Europe risks missing the next big act in online entertainment: real-time multilingual movie and video streaming, warns KTH professor
I switch on the TV to watch the Spanish series “mi casa es la tuya”. The English subtitles provided in real time by the new Artificial intelligence-Language 6 platform work perfectly on the new EU Joint TV service. In fact, I had a hard time choosing what to watch this evening, since the platform was also showing a Polish TV debate between the two top candidates in their upcoming elections. Tomorrow I will watch with my grandchildren “La guerre de boutons”, with Swedish subtitles.
Science fiction? Today, yes. But in the years to come will we ever be able to enjoy truely European TV and movie content anywhere, anytime, any language? Without doubt, Europe’s cultural heritage is outstanding. There is a long tradition of producing excellent movies and television programmes throughout Europe. But we lack simple systems to watch movies or television across Europe’s different nations.
Try to stream one of the classic movies of Jean Renoir or Fritz Lang, or to stream TV from another EU country; you can’t. You will not even be able to stream the winners from Venice, Berlin or Cannes of one or two years ago. There is no single platform that supports streaming of European movies. The current platforms like Netflix, Amazon, HBO or Apple focus on a narrow selection of mainly US and UK movies and on their own productions. The rich content supported by the public throughout Europe is not accessible. This situation prevails, in spite of national and EU support to many productions. Ironically, distribution throughout Europe is not broadly supported.
Certainly, there are barriers to EU-wide content sharing. One is the diversity of Europe that is such an asset for culture, but at the same time fragments commercial attempts that would facilitate access. There are many single actors from which one can stream movies on demand. But all of them cover only a tiny fraction of what has been produced. Since they also are small actors, they in general don’t access mainstream productions.
So why not develop a joint platform for the distribution of digital content on demand that would provide all producers access on equal footing, as an EU infrastructure project? A joint platform would enable small and large producers to offer their products for streaming to the European public. It would generate income that can support both platforms and producers. It could even be made a condition for receiving public production support that the final product be made available across Europe. Imagine a future where we have access to the entire catalogue of movies throughout Europe. What an opportunity to develop a sense of European affinity!

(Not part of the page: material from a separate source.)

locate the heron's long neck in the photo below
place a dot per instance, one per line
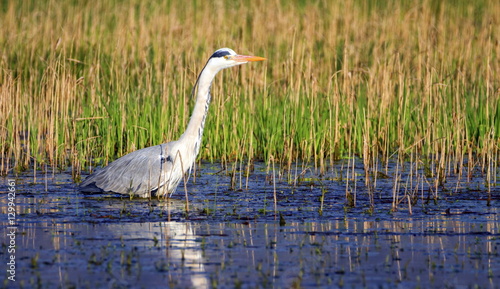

Another barrier is language. Those who have been to China may have encountered simultaneous translation by AI-supported computer systems, that can write subtitles in real time on the screen in English while the speaker is Chinese, and vice versa. Google is launching a simultaneous translator with its ‘Assistant’. The European Commission has pointed to the importance of AI-supported research for Europe. What better project than to support automated audiovisual translations between all European languages? The task is well defined and the outcome offers many applications. It would enable the EU to bring members’ digital content closer and at the same time provide a leading edge in developing language applications.
You’re not alone
If Europe is to catch up with the digital behemoths of the US and China, it must support initiatives that enable digital content-sharing EU-wide. There are some independent efforts already underway. For instance, a small Danish platform, Nut Alone, has EU funding to grow an online home for European indie filmmakers. A larger, EU-supported effort could bring together this and a large variety of other platforms to work together. And once it begins EU-wide, it should of course be open to the rest of the world, enabling all producers to upload their content. It would be a great opportunity, not only for Europe but for countries in Africa and elsewhere that lack international distribution systems.
The outgoing commission has already taken important steps to support cinema and the audiovisual sector. Initiatives range from legislation through the Audiovisual Media Services Directive, to direct financial support. Horizon Europe, the next EU R&D programme, aims to include more grants for Europe’s creative and content industries – including a new culture “cloud.”
Unfortunately, insight into a problem may not necessarily generate an answer. Europe is clearly running out of time, given the increasing speed of the large US-based content providers. There are legislative hurdles to creating a pan-European platform for content sharing, in particular when it comes to broadcasting. Still, if the new commission, from its beginning 1 December does not develop a plan for both action and implementation, we fear that the challenge for joint content-sharing across Europe will become another lost opportunity.
The author is professor emeritus, and former vice president of international affairs, at KTH Royal Institute of Technology in Stockholm.